Now, back to the trinkets and trash comment, ME wants something useful not just clutter. If the item is useful, ME will keep it. If it has ME’s name on it then ME will keep it for a very long time. As an example, on and around my desk I myself have one branded calendar, two branded travel mugs and scores of branded pens. I see the names of those companies every day, all day and each item they have given me is useful. That’s why I use them.

The promotional product industry also consists of employee recognition items. This is all about motivating, rewarding and retaining employees. Providing an employee with an item that has their name on it is a special moment. Rarely do people discard an item that has their name on it. Our offices have well over 100 awards with our company’s and our employees’ names on them. Some awards were presented over 40 years ago. Again, it is all part of building the team and subsequently, the brand.

Let’s look at some statistics from a study performed by the Advertising Specialty Institute.

84% remembered the advertisers of the promotional products they’ve received.


62% have done business with the advertiser on a promotional product after receiving the item.

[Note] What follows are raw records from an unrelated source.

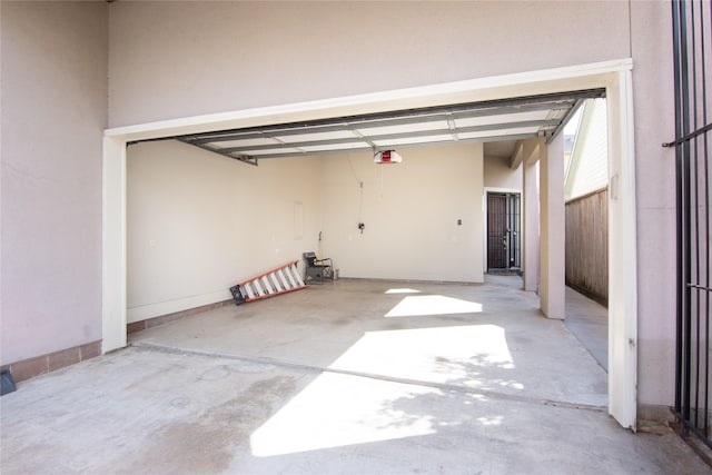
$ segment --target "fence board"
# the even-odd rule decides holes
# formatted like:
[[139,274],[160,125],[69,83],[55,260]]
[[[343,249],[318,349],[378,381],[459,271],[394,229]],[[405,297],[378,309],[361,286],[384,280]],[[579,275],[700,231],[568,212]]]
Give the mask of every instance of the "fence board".
[[609,300],[609,192],[566,204],[566,284],[606,304]]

42% had a more favourable impression of the advertiser after receiving the item.
The 2012 State of the Industry report in Counselor magazine lists the top 26 categories of promotional products sold. Shirts are the undisputed leader with 20% of revenue. 42% of men and 30% of women own a promo shirt. Writing instruments account for 7.3% of revenue and have the highest retention percentages. 56% of women and 46% of men own one of these. Calendars account for 4% of revenue. 28% of women and 19% of men own a promotional calendar. 81% of people surveyed said that they kept a promotional product because it was useful.

In summary, promotional products can help build the retention of your brand in the marketplace and within your company. Of course, the more useful the product or the more special the moment, then the more likely it will be kept and displayed for all to see. Promote your web site on the item and engage people on another media. It’s one more way to work cross media marketing.